In a manner of speaking
Semantics won't do
In this life that we live we only make do
And the way that we feel
Might have to be sacrified
mondaymorning every morning in my life : taking my camera out for a walk to take ingenious-absurd pictures(i refuse to start with that helvetica-evolutioned-emo-quote-thing. guys,tell a therapist,not photoshop), buy myself coffee and forget the sweetener/sugar, talking to people while still listening to babyshambles with max.-volume on my blackberry and trying to teach myself some pirate english while some petite schoolkids pass my way and think of me as a pirate(maybe it's just my headband..)

15 May, 2011

the people and the drinks

from dusk till down - an epic movie with mexican goddess salma hayek and all-generation-lady-crush george clooney. well,our night wasn't interfered by vampires,so it lasted from 11pm to 4pm(yes,thats right) my just-bought copy of this month's rolling stone ended up as a sketchbook,PLUS someone took the bonnie mckee-feature(with the new levi's ad on the back side,damn!!) please darlings,if you give me time to rest today,i promise to be fully back right after.used my last energy to scan the polaroids. that's love.

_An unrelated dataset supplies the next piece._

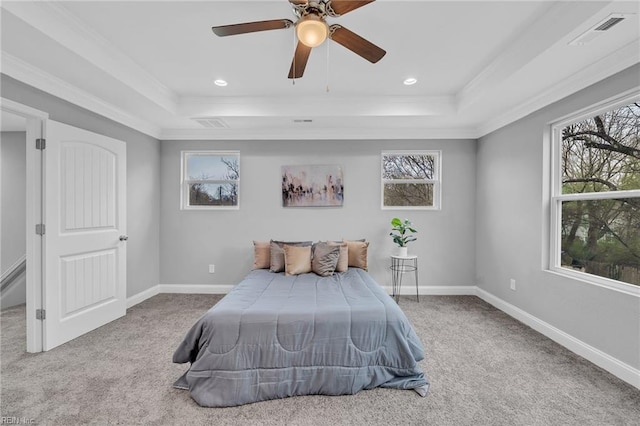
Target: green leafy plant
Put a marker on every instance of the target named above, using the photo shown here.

speeding heart got the same bone

first of all thanks to sweetheart jazzy elizabeth for including me in the "blog of the moment"-ranking,as 5th place! she's one of my biggest inspirations out there,so it's a real honor for me to take place in her favorites,too.  now to my personal life..i'm this huge,confused,but at least still positive seeing, mess at the moment,who watched the last days nonstop horror-movies on tv while browsing senseless art-magazines and creating floral headpieces (survived friday 13th,means neither freddy krueger nor the grudge-girl did get to know me in person...the flowers may have scared them)
i've spent a lot of time at other friend's houses lately,i almost feel like a wanderer again. i adore how you join other person's lives and you notice the differences in the people's characters and lifestyles.. such a refreshing feeling,isn't it?

08 May, 2011

let my senses bleed

Let me be
Let my senses bleed
There's nothing left of me
So go on

one of the things i may despise in my life,is that i'm way too blackberrymessenger-famous (worser than facebook-whores,at least they can log out!),if any thing is going on,people know. they know all of my things, both, the little details in my life and the big things that matter to me.they even analyze through the current song i'm listening to my current situation.that's insane. oh,i just love insane people but these ones truly try to give me serious advice on how to FORGET THAT FCKN PERSON. you would like to not be remembered,right?well,if you had my life you would be texted by 200 people in less than one day that you totally have to fight for this love (are they possibly cheryl cole-sponsored?)  doesn't work this way. and then - of course - there are the "helpful" persons that think of these situations as a chance to convince me to move with them into a flat in london,birmingham,bucharest,bordeaux or elsewhere (actually i really do love bucharest and bordeaux.anyone from cape town,too?) that's mean, they're using my weakness for traveling. and they're not even charismatic while doing.
kiddies out there,listen carefully, there are no "look-how-beautiful-my-life-is"-pictures for this week,just some "oh-look-how-gorgeous-melancholic-i-can-be-while-drunk" ones.